There are some limitations to this study. On the one hand, pretreatment biopsy was not mandatory when patients were enrolled. However, differences in HER2 expression before and after trastuzumab were reported in HER2-positive gastric cancer and it is related with efficacy of trastuzumab in cross-line therapy [2, 3].Therefore, it is imperative to update HER2 status just before treatment. On the other hand, HER2 status was defined based on detection methods of IHC and FISH. With the development of next-generation sequencing and liquid biopsy, circulating tumor DNA sequencing has provided novel insights into HER2 gene alterations, and overcame heterogeneity of HER2 expression to some degree [26]. Thus, further optimization of detection methods might be required to identify patients that could benefit from treatment with RC48.

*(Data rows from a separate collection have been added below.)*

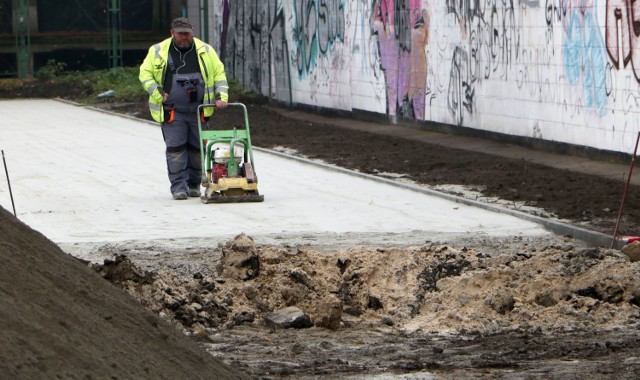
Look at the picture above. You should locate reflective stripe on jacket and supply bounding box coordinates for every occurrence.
[139,38,229,123]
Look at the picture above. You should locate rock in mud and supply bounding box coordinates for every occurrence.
[622,241,640,263]
[264,306,313,329]
[93,255,154,284]
[217,234,260,281]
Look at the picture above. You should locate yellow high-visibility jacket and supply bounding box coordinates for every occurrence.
[139,38,229,123]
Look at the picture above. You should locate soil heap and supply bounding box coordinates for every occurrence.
[0,208,244,379]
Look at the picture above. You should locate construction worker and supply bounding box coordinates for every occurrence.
[139,17,229,200]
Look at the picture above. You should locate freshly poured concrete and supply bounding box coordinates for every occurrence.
[0,100,549,244]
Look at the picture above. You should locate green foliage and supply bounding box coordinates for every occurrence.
[0,65,255,104]
[34,59,67,80]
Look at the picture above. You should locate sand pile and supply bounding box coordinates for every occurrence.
[95,235,640,334]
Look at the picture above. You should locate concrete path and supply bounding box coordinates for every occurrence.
[0,100,549,244]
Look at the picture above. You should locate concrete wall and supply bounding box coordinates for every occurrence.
[198,0,640,153]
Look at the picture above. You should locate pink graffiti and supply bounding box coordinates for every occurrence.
[605,0,640,81]
[372,0,429,119]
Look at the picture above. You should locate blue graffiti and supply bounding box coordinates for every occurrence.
[293,0,345,77]
[562,9,607,116]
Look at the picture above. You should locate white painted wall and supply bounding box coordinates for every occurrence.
[198,0,640,153]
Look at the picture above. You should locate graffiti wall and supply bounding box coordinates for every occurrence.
[202,0,640,153]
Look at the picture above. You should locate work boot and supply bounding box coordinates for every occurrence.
[189,185,200,198]
[173,191,189,200]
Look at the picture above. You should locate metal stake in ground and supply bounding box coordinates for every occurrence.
[611,132,640,248]
[2,150,18,217]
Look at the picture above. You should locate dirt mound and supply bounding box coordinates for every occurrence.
[0,208,242,379]
[94,235,640,335]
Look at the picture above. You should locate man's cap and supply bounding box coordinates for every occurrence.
[171,17,193,33]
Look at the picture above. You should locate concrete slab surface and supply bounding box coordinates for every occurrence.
[0,100,550,244]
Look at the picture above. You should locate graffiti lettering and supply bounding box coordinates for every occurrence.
[293,0,345,76]
[447,47,474,125]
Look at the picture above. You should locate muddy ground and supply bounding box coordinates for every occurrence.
[3,84,640,379]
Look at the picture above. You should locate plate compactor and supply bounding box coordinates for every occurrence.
[198,103,264,203]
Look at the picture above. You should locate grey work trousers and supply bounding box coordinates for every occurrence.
[162,112,204,194]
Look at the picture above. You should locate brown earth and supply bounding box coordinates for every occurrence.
[0,208,245,379]
[0,80,640,378]
[5,81,640,235]
[99,94,640,236]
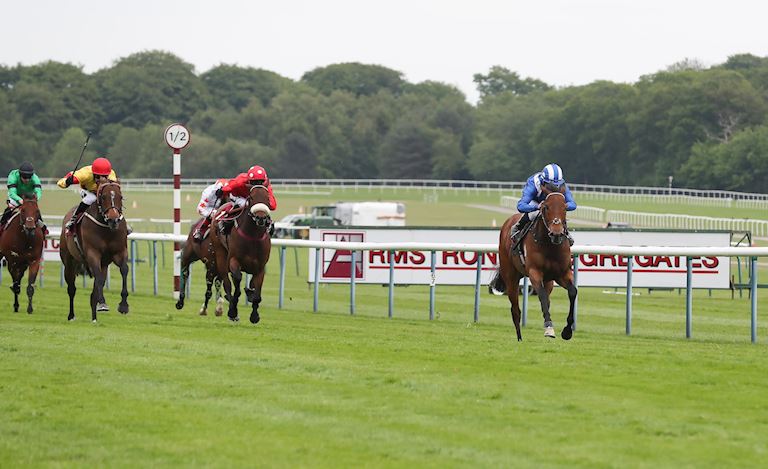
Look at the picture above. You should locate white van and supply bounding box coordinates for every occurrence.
[313,202,405,226]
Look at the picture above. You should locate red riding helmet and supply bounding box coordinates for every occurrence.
[247,165,269,182]
[91,158,112,176]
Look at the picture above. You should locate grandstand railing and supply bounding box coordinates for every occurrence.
[37,232,768,343]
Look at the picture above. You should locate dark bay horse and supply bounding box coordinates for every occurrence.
[176,218,224,316]
[60,181,128,322]
[213,185,272,324]
[0,197,45,314]
[491,189,577,340]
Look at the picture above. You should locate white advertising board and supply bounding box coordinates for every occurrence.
[308,228,730,288]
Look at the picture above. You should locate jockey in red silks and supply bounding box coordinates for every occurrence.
[219,165,277,236]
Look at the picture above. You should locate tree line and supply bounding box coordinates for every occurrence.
[0,51,768,192]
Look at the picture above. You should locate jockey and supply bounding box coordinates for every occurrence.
[219,165,277,236]
[0,161,48,233]
[511,163,576,246]
[56,158,117,233]
[192,179,228,241]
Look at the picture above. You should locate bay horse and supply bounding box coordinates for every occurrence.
[0,196,45,314]
[212,185,272,324]
[176,218,224,316]
[491,187,578,341]
[59,181,128,322]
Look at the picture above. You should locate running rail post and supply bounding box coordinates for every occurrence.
[312,248,320,313]
[474,252,483,322]
[130,239,136,293]
[749,257,757,344]
[429,251,437,321]
[349,249,355,315]
[626,256,634,335]
[172,149,181,301]
[573,254,579,332]
[685,256,693,339]
[387,251,395,319]
[152,241,160,299]
[277,246,285,309]
[522,277,528,327]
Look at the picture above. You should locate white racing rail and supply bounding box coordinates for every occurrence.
[43,232,768,343]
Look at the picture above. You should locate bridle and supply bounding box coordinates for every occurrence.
[244,184,272,227]
[541,192,565,245]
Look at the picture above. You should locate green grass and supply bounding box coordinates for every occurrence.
[0,246,768,467]
[0,186,768,468]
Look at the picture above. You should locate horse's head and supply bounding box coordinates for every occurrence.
[19,196,40,238]
[246,185,272,227]
[96,180,123,231]
[540,188,566,245]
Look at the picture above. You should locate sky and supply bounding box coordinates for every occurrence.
[0,0,768,103]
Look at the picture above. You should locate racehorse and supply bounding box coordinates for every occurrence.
[0,197,45,314]
[176,218,224,316]
[59,181,128,322]
[491,188,577,341]
[213,185,272,324]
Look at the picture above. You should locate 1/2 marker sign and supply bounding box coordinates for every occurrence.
[165,124,190,150]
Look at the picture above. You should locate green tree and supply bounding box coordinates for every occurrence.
[301,62,405,96]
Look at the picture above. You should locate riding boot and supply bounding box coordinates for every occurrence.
[509,213,530,244]
[0,207,13,227]
[64,202,88,233]
[192,218,211,242]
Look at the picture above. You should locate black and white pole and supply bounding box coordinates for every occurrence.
[165,124,190,300]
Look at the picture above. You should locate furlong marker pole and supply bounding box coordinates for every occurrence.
[173,150,181,300]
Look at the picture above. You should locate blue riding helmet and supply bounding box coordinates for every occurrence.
[541,163,565,187]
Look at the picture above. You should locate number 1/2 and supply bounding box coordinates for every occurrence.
[168,132,187,142]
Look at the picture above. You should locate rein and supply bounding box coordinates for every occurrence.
[97,181,123,222]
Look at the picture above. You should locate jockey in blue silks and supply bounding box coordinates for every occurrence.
[511,163,576,246]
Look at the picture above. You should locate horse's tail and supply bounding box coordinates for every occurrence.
[488,267,507,295]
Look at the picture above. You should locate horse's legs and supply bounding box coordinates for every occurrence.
[213,277,224,316]
[8,262,24,313]
[557,271,578,340]
[225,257,243,321]
[112,251,128,314]
[528,269,555,338]
[64,259,77,321]
[176,242,196,309]
[87,253,106,322]
[27,260,40,314]
[246,269,264,324]
[200,268,216,316]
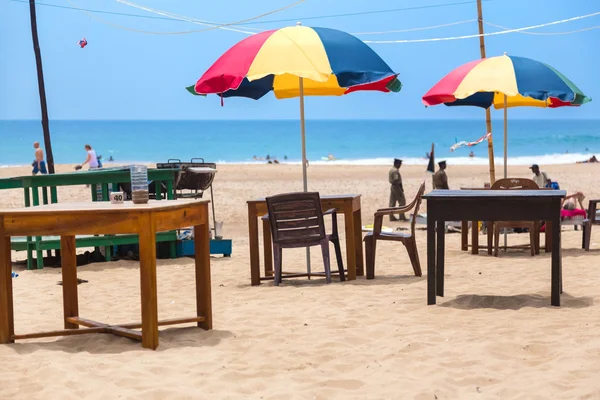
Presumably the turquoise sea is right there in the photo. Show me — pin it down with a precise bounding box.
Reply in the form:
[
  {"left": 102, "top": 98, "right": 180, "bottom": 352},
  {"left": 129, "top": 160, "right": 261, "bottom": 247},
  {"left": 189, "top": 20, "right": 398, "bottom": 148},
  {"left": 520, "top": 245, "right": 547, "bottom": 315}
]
[{"left": 0, "top": 120, "right": 600, "bottom": 166}]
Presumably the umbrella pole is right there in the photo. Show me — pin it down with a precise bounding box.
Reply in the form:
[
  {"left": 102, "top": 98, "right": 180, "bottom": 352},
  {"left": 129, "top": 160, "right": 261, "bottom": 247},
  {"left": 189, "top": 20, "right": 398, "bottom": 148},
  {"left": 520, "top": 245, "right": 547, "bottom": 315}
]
[
  {"left": 299, "top": 78, "right": 308, "bottom": 192},
  {"left": 504, "top": 95, "right": 508, "bottom": 178},
  {"left": 298, "top": 78, "right": 310, "bottom": 279},
  {"left": 504, "top": 95, "right": 508, "bottom": 251}
]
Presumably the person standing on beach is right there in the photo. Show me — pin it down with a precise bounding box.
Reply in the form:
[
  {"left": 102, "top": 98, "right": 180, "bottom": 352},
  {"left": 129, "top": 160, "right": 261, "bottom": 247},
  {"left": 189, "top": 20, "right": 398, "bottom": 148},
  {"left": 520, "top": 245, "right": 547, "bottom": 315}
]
[
  {"left": 529, "top": 164, "right": 552, "bottom": 188},
  {"left": 81, "top": 144, "right": 98, "bottom": 169},
  {"left": 388, "top": 158, "right": 406, "bottom": 221},
  {"left": 433, "top": 161, "right": 450, "bottom": 189},
  {"left": 31, "top": 142, "right": 48, "bottom": 175}
]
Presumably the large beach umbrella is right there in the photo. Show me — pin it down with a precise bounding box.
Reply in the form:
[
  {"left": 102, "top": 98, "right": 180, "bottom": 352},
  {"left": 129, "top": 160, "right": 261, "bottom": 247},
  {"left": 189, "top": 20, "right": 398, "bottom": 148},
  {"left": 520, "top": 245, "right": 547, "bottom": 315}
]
[
  {"left": 423, "top": 53, "right": 592, "bottom": 178},
  {"left": 187, "top": 24, "right": 402, "bottom": 191}
]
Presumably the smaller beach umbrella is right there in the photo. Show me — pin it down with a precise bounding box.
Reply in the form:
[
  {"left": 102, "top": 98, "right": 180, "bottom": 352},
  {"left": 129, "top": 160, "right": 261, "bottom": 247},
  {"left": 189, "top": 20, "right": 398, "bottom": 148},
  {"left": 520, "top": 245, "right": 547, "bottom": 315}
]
[
  {"left": 423, "top": 53, "right": 592, "bottom": 178},
  {"left": 187, "top": 24, "right": 402, "bottom": 191}
]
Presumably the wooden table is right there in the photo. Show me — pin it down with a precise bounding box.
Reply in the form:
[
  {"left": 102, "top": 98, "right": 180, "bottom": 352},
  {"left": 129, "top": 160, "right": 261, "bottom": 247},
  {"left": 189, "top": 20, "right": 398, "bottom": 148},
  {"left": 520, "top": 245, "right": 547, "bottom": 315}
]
[
  {"left": 460, "top": 187, "right": 554, "bottom": 255},
  {"left": 423, "top": 190, "right": 567, "bottom": 306},
  {"left": 0, "top": 167, "right": 178, "bottom": 269},
  {"left": 247, "top": 194, "right": 365, "bottom": 285},
  {"left": 0, "top": 200, "right": 212, "bottom": 349}
]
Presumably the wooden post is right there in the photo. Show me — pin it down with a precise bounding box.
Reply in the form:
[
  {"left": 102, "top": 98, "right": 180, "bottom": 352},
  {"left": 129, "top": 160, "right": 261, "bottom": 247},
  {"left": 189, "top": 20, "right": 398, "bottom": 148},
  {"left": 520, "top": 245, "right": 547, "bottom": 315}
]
[
  {"left": 477, "top": 0, "right": 496, "bottom": 185},
  {"left": 29, "top": 0, "right": 54, "bottom": 174}
]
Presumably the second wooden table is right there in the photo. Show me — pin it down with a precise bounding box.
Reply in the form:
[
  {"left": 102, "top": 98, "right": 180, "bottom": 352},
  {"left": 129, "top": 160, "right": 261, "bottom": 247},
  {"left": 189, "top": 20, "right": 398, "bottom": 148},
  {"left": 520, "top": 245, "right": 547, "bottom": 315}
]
[{"left": 0, "top": 200, "right": 212, "bottom": 349}]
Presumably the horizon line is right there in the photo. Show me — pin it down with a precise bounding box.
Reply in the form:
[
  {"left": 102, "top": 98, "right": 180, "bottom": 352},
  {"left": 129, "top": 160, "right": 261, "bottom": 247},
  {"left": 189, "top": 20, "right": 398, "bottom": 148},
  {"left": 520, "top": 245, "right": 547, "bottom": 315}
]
[{"left": 0, "top": 117, "right": 600, "bottom": 122}]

In summary, in this phase I study, RC48 showed preliminary anti-tumor activity and a manageable safety profile in patients with advanced HER2-positive gastric cancer, including those with HER2 2+/FISH−, and those pre-treated with HER2-targeted drugs. Findings from this study remain to be confirmed in further investigation. Phase II studies have been initiated to confirm these promising findings in HER2-positive gastric cancer (NCT03556345) and urothelial cancer patients (NCT03809013).

Conclusion

RC48 is associated with mild toxicity and substantial clinical activity in HER2 positive solid tumors, particularly offering potential efficacy in HER2 low expression gastric cancers. Phase II trials in patients with advanced HER2-positive gastric cancer and urothelial cancer have been initiated to confirm these promising findings.